Liquidity in the money market, determined by monetary policy and general economic conditions, is also related to the international money market where investors will invest. An observable example is the interest rates and capital volumes in the bond market, which fluctuate according to global markets.

Sources of funding in Thailand can be divided into three main parts: the capital market and the bond market are roughly equal at about 17 trillion baht, and the bank lending market is around 13 trillion baht. The bond market has about 25% of trading volume from foreign investors, while the stock market has about half of its trading volume from foreign investors. Therefore, the conditions of the money and capital markets affect the domestic market but not to the extent of 100%. Theoretically, money flowing into the Thai bond market may fluctuate with exchange rates or international interest rates, but the average monthly outright trading volume of bonds has been steadily increasing since the 1997 Thai financial crisis, from 234,767 million baht in 2005 to 1,808,279 million baht in 2025, or an average rate of 8.5% per year. The correlation with those variables is not very clear, but the increasing volume has kept Thai bond interest rates relatively low during the years 2016-2021, including the current year 2025.

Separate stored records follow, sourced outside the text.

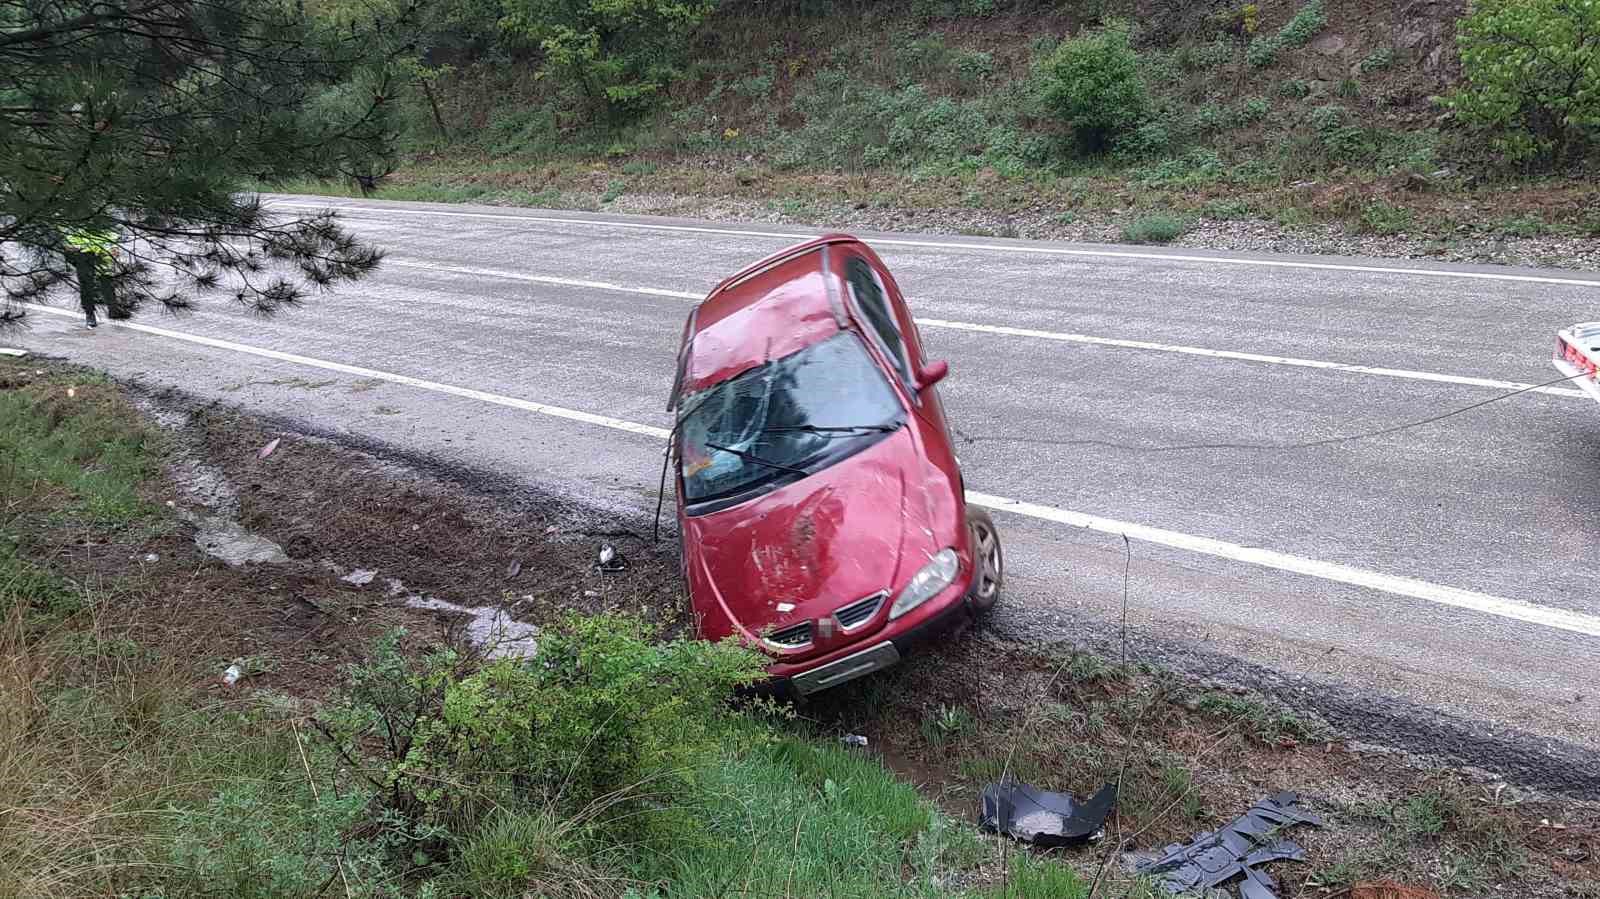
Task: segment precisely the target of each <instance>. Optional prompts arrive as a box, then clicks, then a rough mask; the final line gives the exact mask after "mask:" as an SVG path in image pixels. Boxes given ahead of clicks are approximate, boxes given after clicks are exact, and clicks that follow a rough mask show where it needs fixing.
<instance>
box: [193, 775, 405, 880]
mask: <svg viewBox="0 0 1600 899" xmlns="http://www.w3.org/2000/svg"><path fill="white" fill-rule="evenodd" d="M285 774H290V776H291V777H283V781H282V782H262V781H235V782H230V784H227V785H224V787H222V789H221V790H219V792H218V793H216V797H213V798H211V801H210V803H208V805H206V806H205V808H198V809H179V811H176V819H174V822H173V824H174V835H173V843H171V848H170V865H171V873H170V875H168V877H170V883H171V885H173V886H182V888H186V889H192V891H194V893H195V894H198V896H237V897H238V899H283V897H294V899H312V897H314V896H317V894H318V891H322V889H323V888H326V885H328V883H330V880H331V877H333V875H336V873H341V870H342V873H344V877H346V881H347V883H349V886H347V888H346V889H349V891H350V894H352V896H371V894H374V893H379V891H381V893H389V891H387V889H381V886H384V885H386V881H390V880H395V878H394V875H392V873H389V872H387V870H386V869H384V864H382V856H381V854H379V853H378V851H376V849H378V848H376V846H374V845H371V843H370V841H365V840H346V838H344V837H346V833H347V832H349V830H350V829H352V827H355V825H357V824H362V821H363V817H362V813H363V811H365V806H366V801H368V793H365V792H350V790H346V792H344V793H342V795H336V793H334V792H333V790H323V792H320V793H317V795H312V793H310V792H309V790H307V782H306V781H304V777H293V776H294V774H299V773H298V771H293V769H286V771H285ZM334 859H341V862H339V865H336V864H334Z"/></svg>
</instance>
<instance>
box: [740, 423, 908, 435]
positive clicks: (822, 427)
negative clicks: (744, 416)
mask: <svg viewBox="0 0 1600 899" xmlns="http://www.w3.org/2000/svg"><path fill="white" fill-rule="evenodd" d="M899 429H901V426H899V422H894V424H794V426H787V427H763V429H762V430H760V432H758V434H835V435H840V437H850V435H854V434H861V432H862V430H877V432H878V434H890V432H893V430H899Z"/></svg>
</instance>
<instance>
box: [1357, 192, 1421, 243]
mask: <svg viewBox="0 0 1600 899" xmlns="http://www.w3.org/2000/svg"><path fill="white" fill-rule="evenodd" d="M1413 226H1414V222H1413V219H1411V210H1406V208H1405V206H1397V205H1394V203H1389V202H1386V200H1370V202H1368V203H1366V205H1365V206H1362V218H1360V229H1362V230H1365V232H1370V234H1379V235H1390V234H1403V232H1408V230H1411V227H1413Z"/></svg>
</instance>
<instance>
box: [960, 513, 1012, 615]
mask: <svg viewBox="0 0 1600 899" xmlns="http://www.w3.org/2000/svg"><path fill="white" fill-rule="evenodd" d="M966 534H968V541H970V544H971V549H973V587H971V590H968V592H966V605H968V608H971V609H973V614H982V613H986V611H989V609H992V608H995V603H997V601H1000V592H1002V590H1003V589H1005V550H1003V549H1002V547H1000V531H998V529H995V521H994V518H990V517H989V513H987V512H984V510H982V509H971V507H968V509H966Z"/></svg>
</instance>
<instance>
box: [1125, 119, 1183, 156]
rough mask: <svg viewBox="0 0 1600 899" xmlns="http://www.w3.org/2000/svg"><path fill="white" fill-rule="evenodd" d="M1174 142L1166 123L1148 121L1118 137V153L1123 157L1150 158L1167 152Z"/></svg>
mask: <svg viewBox="0 0 1600 899" xmlns="http://www.w3.org/2000/svg"><path fill="white" fill-rule="evenodd" d="M1171 144H1173V136H1171V133H1170V131H1168V128H1166V125H1163V123H1160V122H1146V123H1144V125H1139V126H1138V128H1134V130H1133V131H1128V133H1126V134H1123V136H1122V138H1118V139H1117V155H1118V157H1123V158H1149V157H1157V155H1160V154H1165V152H1166V149H1168V147H1171Z"/></svg>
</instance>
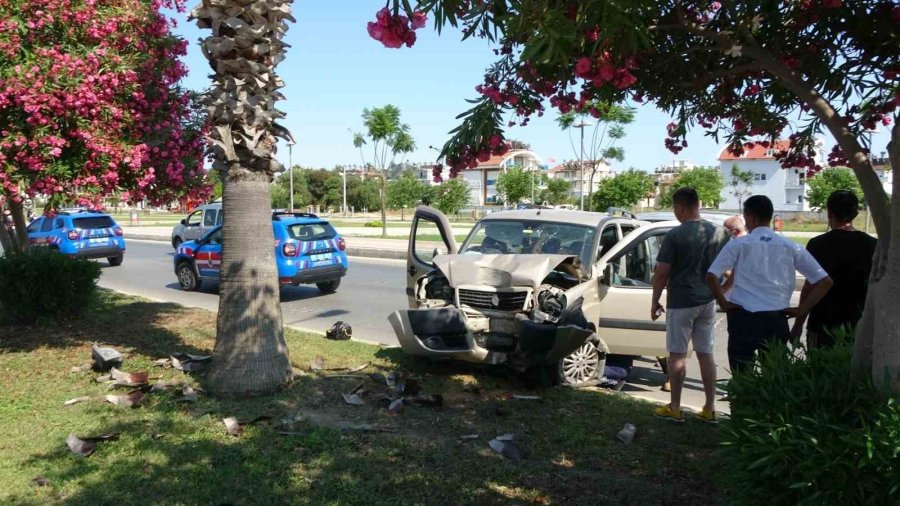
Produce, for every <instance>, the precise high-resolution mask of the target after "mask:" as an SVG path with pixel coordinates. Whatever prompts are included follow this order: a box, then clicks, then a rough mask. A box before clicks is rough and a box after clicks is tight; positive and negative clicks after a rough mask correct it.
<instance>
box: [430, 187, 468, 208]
mask: <svg viewBox="0 0 900 506" xmlns="http://www.w3.org/2000/svg"><path fill="white" fill-rule="evenodd" d="M434 188H437V190H436V191H435V195H434V202H433V205H434V207H436V208H438V209H439V210H440V211H441V212H443V213H445V214H453V213H455V212H456V211H459V210H460V209H462V208H463V207H464V206H465V205H466V204H468V203H469V185H467V184H466V182H465V181H463V180H462V179H459V178H453V179H448V180H446V181H444V182H443V183H441V184H440V185H439V186H436V187H434Z"/></svg>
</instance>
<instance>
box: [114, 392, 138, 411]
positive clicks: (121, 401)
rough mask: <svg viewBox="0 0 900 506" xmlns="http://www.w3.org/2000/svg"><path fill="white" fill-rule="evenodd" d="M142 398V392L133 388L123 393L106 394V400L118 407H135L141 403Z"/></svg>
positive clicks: (134, 407)
mask: <svg viewBox="0 0 900 506" xmlns="http://www.w3.org/2000/svg"><path fill="white" fill-rule="evenodd" d="M143 400H144V392H141V391H140V390H133V391H131V392H128V393H127V394H124V395H107V396H106V402H109V403H110V404H113V405H116V406H118V407H120V408H136V407H138V406H140V405H141V401H143Z"/></svg>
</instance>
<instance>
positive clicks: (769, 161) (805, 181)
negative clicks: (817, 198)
mask: <svg viewBox="0 0 900 506" xmlns="http://www.w3.org/2000/svg"><path fill="white" fill-rule="evenodd" d="M788 145H789V142H788V141H778V142H776V143H775V145H774V146H769V147H765V146H762V145H760V144H756V145H754V146H753V147H752V148H750V149H745V150H744V154H742V155H741V156H735V155H733V154H731V153H730V152H729V151H728V148H725V149H724V150H722V152H721V153H720V154H719V169H720V170H721V171H722V180H723V181H724V183H725V188H724V190H723V193H724V195H723V197H724V200H723V201H722V203H721V204H720V205H719V207H720V208H722V209H739V208H740V202H738V199H737V196H735V195H734V193H733V192H732V186H731V180H732V176H731V170H732V168H733V167H735V166H737V168H738V170H741V171H748V172H751V173H752V174H753V181H752V182H751V184H750V185H749V186H748V187H747V188H746V192H745V193H744V194H743V195H742V196H741V198H742V199H746V198H747V197H749V196H751V195H765V196H767V197H769V199H770V200H771V201H772V204H773V206H774V207H775V211H776V212H777V211H808V210H809V204H808V203H807V202H806V172H805V171H804V170H803V169H793V168H791V169H782V168H781V165H780V164H779V163H778V161H777V160H775V152H776V151H778V150H784V149H787V148H788ZM817 157H818V158H820V159H821V153H819V154H818V156H817Z"/></svg>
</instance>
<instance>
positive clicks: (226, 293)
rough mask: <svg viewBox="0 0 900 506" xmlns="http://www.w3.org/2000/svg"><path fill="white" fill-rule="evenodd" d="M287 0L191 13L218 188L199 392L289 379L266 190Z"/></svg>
mask: <svg viewBox="0 0 900 506" xmlns="http://www.w3.org/2000/svg"><path fill="white" fill-rule="evenodd" d="M290 4H291V1H290V0H203V3H202V4H201V5H198V6H196V7H195V8H194V9H193V11H191V18H194V19H196V20H197V25H198V26H199V27H200V28H211V29H212V36H210V37H207V38H206V39H204V40H203V42H202V46H201V47H202V49H203V53H204V55H205V56H206V58H207V59H208V60H209V63H210V66H212V69H213V72H214V76H213V77H214V83H213V86H212V88H211V89H210V90H209V92H208V94H207V97H206V103H207V105H208V112H209V122H210V133H209V140H210V141H211V142H212V149H211V151H212V154H213V156H214V161H213V170H216V171H218V173H219V175H220V179H221V181H222V184H223V188H222V212H224V213H225V214H224V216H225V220H224V222H223V228H222V265H221V279H220V282H219V287H220V288H219V314H218V321H217V326H216V344H215V349H214V358H213V365H212V368H211V370H210V374H209V376H208V383H209V386H208V388H209V389H210V390H211V391H213V392H215V393H220V394H240V395H253V394H263V393H268V392H272V391H274V390H275V389H277V388H278V387H280V386H282V385H285V384H286V383H288V382H289V381H290V380H291V374H292V373H291V364H290V360H289V358H288V351H287V346H286V344H285V341H284V329H283V325H282V315H281V305H280V303H279V289H278V273H277V270H276V267H275V258H274V250H273V247H272V244H273V242H274V235H273V233H272V215H271V205H270V201H269V185H270V183H271V181H272V179H273V177H274V174H275V173H278V172H281V171H283V170H284V167H283V166H282V165H281V164H280V163H278V161H277V160H276V159H275V151H276V150H275V144H276V139H275V138H276V136H277V137H281V138H283V139H287V140H291V139H290V134H289V133H288V132H287V130H286V129H284V128H283V127H281V126H279V125H278V124H277V123H275V120H276V119H278V118H281V117H283V116H284V114H283V113H282V112H280V111H278V110H276V109H275V102H276V101H277V100H279V99H281V98H283V97H282V95H281V94H280V93H279V92H278V89H279V88H281V87H283V86H284V83H283V81H282V80H281V78H279V77H278V76H277V75H276V74H275V71H274V69H275V65H276V64H278V63H279V62H280V61H281V60H283V59H284V48H285V45H284V43H283V42H282V38H283V36H284V33H285V32H286V31H287V22H288V21H294V18H293V17H292V16H291V8H290Z"/></svg>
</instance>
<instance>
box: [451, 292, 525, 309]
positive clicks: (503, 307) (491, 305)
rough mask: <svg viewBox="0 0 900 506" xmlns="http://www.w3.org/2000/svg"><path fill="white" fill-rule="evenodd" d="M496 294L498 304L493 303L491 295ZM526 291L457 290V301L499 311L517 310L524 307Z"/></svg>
mask: <svg viewBox="0 0 900 506" xmlns="http://www.w3.org/2000/svg"><path fill="white" fill-rule="evenodd" d="M495 295H496V296H497V299H496V300H497V301H498V304H496V305H495V304H494V301H493V300H492V298H493V296H495ZM527 298H528V292H483V291H481V290H466V289H460V290H459V303H460V304H461V305H462V304H465V305H467V306H469V307H475V308H483V309H499V310H501V311H519V310H522V309H524V308H525V300H526V299H527Z"/></svg>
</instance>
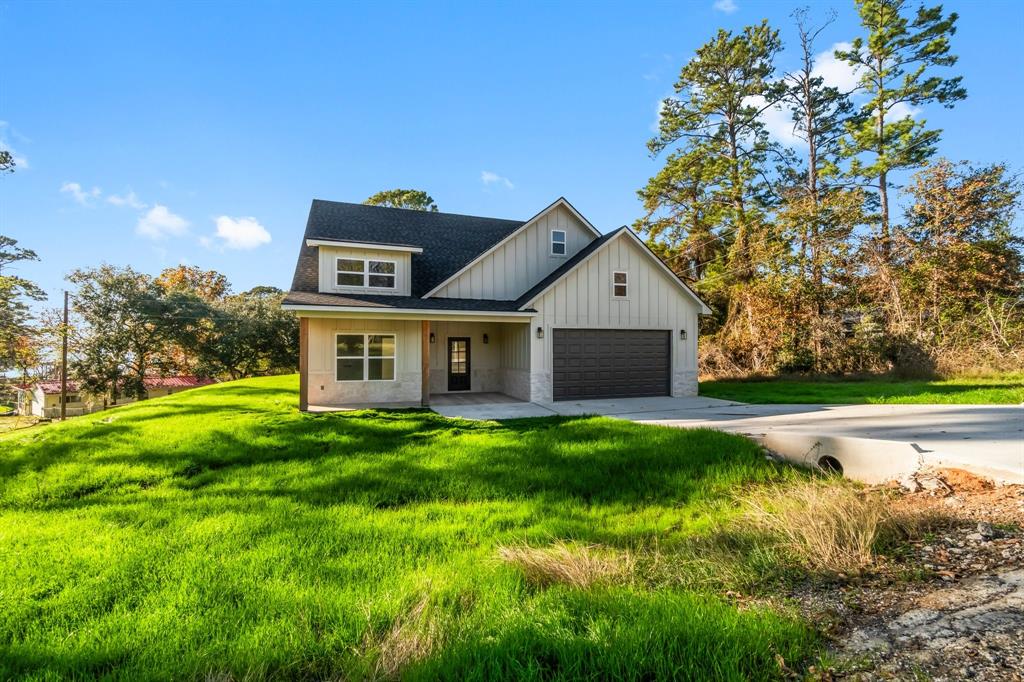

The characteristics of the Thai money and capital markets are determined by the structure of the balance of payments and the policies of the Bank of Thailand, resulting in a reasonably liquid financial system compared to other countries. Interest rates in the market are relatively low, even compared to developed countries, but certainly not compared to Japan, as Japan has a monetarist financial system where banks do not hold foreign reserves but instead hold government and private sector assets. Additionally, Japan has a low proportion of Japanese bonds held by foreign investors at only 12.5%, so there is less concern about foreign market manipulation. Thailand has higher interest rates than Japan but lower than many other countries. Furthermore, there are avenues for risk diversification by connecting with international markets. Currently, Thailand is experiencing an increasing and more frequent deficit in the financial account, but the amount of the deficit remains very low, allowing Thai companies opportunities for business growth abroad as a substitute for the declining growth rate of the domestic economy.